25. Januar 2016

Sehr geehrter Herr Wolter

Die Aussagen des Bildungsökonomen Stefan Wolter in der Sonntagszeitung provozieren Reaktionen. So meldet sich Michael Weiss, Geschäftsführer des Baselbieter Lehrervereins LVB, zu Wort. Er wirft Wolter unter anderem vor, das Kostenwachstum im Bildungswesen nicht differenziert genug zu betrachten.
Antwort an Stefan Wolter, 25.1. von Michael Weiss


Sehr geehrter Herr Wolter

Die Sonntagszeitung hat gestern Resultate einer von Ihnen durchgeführten Umfrage veröffentlicht, in der Sie demonstriert haben, welche Auskünfte über die Bildungsausgaben man der Bevölkerung geben muss, damit diese sie mehrheitlich ablehnt. Leider macht es den Anschein, dass Sie darauf verzichtet haben, die Befragten differenziert über das Kostenwachstum an der Volksschule zu informieren. Ich möchte Sie daher fragen, ob Sie sich bewusst sind, dass

a) im von Ihnen genannten Zeitraum (die letzten 10 Jahre) die Kosten der Sonderschulung von der IV an die Kantone übertragen wurden und ein wesentlicher Teil der angeblichen Kostensteigerung schlicht eine Verlagerung an eine andere Kostenstelle darstellt?
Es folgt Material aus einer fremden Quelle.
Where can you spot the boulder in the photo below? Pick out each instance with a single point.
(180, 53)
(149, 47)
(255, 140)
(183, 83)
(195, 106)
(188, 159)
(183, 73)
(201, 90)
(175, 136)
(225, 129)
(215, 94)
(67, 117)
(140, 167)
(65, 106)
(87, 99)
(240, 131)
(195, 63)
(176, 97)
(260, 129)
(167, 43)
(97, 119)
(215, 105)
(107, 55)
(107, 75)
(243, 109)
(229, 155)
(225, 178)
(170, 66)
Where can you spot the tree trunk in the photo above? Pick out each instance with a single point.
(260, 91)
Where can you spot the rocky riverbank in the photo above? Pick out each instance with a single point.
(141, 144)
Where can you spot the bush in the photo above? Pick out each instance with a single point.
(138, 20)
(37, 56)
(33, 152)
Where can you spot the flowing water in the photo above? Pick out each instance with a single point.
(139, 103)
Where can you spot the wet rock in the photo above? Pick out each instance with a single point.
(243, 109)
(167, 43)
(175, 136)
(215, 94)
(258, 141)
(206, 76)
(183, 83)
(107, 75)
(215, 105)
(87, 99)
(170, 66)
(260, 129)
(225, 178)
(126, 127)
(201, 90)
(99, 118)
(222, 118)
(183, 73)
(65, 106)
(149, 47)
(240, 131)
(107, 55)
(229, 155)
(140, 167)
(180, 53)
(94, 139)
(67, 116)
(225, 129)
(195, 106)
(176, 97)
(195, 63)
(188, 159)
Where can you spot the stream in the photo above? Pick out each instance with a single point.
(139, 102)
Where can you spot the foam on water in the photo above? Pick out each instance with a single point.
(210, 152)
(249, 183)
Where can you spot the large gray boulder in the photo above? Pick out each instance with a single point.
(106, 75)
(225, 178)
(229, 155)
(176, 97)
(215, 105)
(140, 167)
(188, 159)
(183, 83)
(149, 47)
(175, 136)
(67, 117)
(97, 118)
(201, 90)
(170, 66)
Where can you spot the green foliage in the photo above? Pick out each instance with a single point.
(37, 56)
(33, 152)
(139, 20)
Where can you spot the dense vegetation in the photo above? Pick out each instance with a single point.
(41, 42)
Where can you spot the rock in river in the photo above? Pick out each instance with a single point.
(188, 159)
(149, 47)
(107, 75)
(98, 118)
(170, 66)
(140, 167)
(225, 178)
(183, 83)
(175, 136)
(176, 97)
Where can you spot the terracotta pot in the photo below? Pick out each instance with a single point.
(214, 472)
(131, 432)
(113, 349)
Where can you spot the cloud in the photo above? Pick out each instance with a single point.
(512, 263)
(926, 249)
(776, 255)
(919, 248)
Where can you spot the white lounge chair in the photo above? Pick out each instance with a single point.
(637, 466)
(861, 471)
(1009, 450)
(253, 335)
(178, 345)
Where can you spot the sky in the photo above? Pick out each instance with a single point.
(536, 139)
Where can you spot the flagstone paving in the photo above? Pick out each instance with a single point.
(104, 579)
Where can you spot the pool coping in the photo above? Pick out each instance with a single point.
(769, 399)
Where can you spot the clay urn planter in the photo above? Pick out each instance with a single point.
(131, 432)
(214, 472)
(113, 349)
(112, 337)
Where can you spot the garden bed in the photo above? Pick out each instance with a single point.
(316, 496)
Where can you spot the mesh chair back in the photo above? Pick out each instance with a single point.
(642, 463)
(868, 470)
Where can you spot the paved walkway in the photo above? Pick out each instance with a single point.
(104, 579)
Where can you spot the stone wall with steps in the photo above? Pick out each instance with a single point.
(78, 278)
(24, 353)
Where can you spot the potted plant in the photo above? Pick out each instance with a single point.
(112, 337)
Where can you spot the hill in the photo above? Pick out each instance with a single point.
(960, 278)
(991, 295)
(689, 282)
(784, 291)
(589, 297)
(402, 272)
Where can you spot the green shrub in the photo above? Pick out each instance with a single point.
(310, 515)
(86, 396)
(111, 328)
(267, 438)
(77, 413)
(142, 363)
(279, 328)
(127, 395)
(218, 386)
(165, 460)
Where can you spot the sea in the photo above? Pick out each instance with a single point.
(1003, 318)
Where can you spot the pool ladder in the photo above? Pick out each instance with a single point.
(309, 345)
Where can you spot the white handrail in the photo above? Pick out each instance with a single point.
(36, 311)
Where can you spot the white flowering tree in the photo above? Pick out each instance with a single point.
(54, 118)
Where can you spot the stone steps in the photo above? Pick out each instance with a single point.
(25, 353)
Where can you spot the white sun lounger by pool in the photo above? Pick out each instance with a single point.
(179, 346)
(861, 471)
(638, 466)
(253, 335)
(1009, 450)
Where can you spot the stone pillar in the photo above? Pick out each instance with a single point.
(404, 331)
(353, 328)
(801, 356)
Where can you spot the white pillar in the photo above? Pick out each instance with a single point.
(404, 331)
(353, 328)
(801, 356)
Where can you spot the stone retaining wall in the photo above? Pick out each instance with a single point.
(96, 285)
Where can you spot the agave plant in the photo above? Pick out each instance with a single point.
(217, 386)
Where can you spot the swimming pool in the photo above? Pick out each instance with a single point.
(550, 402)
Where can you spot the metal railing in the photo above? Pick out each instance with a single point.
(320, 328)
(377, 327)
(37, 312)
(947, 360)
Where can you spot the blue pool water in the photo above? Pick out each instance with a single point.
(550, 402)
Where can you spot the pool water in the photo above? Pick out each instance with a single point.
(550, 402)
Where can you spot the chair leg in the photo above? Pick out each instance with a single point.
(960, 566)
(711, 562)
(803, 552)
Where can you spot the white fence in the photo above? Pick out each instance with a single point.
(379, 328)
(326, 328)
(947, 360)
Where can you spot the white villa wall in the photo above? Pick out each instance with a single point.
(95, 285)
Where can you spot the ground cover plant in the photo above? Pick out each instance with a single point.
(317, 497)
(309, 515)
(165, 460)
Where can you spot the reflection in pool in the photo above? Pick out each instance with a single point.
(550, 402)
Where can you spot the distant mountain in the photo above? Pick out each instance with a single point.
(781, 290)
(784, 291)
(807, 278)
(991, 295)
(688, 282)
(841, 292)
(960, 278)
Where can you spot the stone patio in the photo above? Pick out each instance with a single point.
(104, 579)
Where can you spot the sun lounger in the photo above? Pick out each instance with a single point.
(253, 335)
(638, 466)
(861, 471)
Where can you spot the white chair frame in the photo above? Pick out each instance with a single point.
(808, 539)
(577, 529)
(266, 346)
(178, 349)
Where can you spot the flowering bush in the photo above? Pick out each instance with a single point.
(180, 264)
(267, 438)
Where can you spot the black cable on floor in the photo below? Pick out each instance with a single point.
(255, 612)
b) in diesem Zeitraum massiv in die sogenannte Bildungsharmonisierung (HarmoS, Lehrplan 21, Frühfremdsprachen und den daraus resultierenden Bedarf nach Weiterbildungen und neuen Lehrmitteln) sowie die integrative Schulung investiert wurde, deren Mehrwert tatsächlich einmal ökonomisch hinterfragt werden müsste? Allein im Kanton Baselland (ca. 250'000 Einwohner) wurden dafür auf Kantonsebene rund 65 Millionen Franken ausgegeben, die Kosten der Gemeinden (z.B. für neue Schulhäuser, um die neu der Primarstufe zugeordnete 6. Klasse aufzunehmen) dürften noch deutlich höher sein (Basel-Stadt hat beispielsweise rund 500 Millionen in neue Schulhausbauten investiert).

c) die Kosten im tertiären Bildungssektor (Universitäten, Fachhochschulen) noch weitaus stärker angestiegen sind als in der Volksschule?
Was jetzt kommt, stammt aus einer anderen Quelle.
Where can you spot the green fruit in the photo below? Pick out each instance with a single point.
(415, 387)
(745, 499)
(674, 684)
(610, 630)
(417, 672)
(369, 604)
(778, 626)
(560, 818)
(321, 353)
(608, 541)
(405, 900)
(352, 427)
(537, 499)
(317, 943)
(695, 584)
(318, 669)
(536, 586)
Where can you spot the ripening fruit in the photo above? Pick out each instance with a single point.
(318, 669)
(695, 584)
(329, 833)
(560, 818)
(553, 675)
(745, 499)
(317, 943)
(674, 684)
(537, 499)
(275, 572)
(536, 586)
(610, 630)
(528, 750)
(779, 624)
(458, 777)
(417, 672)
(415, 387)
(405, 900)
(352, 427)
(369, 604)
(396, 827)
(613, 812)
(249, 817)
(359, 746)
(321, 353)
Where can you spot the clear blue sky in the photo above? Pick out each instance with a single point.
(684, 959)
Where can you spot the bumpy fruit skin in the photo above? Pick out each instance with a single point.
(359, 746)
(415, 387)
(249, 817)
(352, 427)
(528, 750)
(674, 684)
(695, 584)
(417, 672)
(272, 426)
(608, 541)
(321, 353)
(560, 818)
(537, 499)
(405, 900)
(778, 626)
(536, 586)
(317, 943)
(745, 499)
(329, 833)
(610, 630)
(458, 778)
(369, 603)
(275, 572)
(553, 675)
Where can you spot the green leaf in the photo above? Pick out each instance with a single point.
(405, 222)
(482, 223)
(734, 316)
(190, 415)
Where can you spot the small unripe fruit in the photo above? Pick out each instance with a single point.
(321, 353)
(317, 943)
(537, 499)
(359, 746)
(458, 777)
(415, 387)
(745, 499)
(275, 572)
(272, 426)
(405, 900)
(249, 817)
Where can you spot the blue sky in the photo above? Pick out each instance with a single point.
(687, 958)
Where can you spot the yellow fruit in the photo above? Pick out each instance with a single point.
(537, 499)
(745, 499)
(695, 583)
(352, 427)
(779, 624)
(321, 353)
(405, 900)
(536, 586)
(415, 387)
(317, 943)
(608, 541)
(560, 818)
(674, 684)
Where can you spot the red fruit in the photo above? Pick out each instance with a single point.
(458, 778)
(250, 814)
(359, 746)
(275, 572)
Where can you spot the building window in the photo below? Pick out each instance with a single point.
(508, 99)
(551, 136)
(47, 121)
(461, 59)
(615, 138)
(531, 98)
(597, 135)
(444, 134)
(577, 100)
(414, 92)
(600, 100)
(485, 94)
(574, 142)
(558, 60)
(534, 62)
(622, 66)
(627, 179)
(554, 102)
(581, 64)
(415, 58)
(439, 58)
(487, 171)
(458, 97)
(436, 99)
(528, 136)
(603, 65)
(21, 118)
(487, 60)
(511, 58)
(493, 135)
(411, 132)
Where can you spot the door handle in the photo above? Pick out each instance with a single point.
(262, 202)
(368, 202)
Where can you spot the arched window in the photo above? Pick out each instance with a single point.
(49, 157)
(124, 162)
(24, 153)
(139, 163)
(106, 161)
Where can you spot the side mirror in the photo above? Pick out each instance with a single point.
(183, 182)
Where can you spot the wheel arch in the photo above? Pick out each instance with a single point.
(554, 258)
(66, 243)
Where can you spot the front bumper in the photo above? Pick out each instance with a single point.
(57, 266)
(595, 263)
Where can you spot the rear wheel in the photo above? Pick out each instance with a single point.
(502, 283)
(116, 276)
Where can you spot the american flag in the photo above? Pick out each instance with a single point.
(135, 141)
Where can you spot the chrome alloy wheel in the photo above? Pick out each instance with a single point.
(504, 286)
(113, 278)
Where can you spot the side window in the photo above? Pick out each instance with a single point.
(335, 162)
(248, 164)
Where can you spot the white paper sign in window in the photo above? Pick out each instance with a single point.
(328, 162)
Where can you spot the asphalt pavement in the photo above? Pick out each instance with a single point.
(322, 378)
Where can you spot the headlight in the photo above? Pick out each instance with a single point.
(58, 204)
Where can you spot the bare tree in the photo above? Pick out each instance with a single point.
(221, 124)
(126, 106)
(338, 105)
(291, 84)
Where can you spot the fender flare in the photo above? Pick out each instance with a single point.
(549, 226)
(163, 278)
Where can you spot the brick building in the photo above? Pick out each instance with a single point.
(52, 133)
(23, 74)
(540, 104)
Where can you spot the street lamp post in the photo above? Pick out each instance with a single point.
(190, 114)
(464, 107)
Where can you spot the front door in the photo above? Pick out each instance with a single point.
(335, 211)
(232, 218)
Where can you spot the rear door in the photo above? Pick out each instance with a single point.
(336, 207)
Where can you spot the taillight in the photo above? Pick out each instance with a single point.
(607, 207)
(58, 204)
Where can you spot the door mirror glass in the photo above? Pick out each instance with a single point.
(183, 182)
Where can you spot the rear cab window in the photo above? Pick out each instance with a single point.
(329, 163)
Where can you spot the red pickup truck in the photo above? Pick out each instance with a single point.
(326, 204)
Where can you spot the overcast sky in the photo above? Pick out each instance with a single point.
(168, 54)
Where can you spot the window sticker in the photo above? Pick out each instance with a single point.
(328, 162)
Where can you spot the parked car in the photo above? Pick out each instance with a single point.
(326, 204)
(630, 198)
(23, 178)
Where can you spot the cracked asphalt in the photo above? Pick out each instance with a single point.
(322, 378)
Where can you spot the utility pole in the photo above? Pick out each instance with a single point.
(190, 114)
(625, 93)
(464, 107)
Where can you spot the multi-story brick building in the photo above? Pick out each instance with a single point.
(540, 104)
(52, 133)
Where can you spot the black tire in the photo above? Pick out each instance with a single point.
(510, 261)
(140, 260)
Mit Ihrer Betrachtungsweise, die zumindest in den Medien völlig undifferenziert daherkommt, heizen Sie, selbst wenn das vielleicht gar nicht Ihre Absicht ist, eine Stimmungsmache an, welche geeignet ist, einmal mehr diejenigen für die Misere verantwortlich zu machen, die seit Jahrzehnten mit stagnierenden oder gar sinkenden Löhnen und wachsenden Aufgaben konfrontiert sind, nämlich die Lehrerinnen und Lehrer.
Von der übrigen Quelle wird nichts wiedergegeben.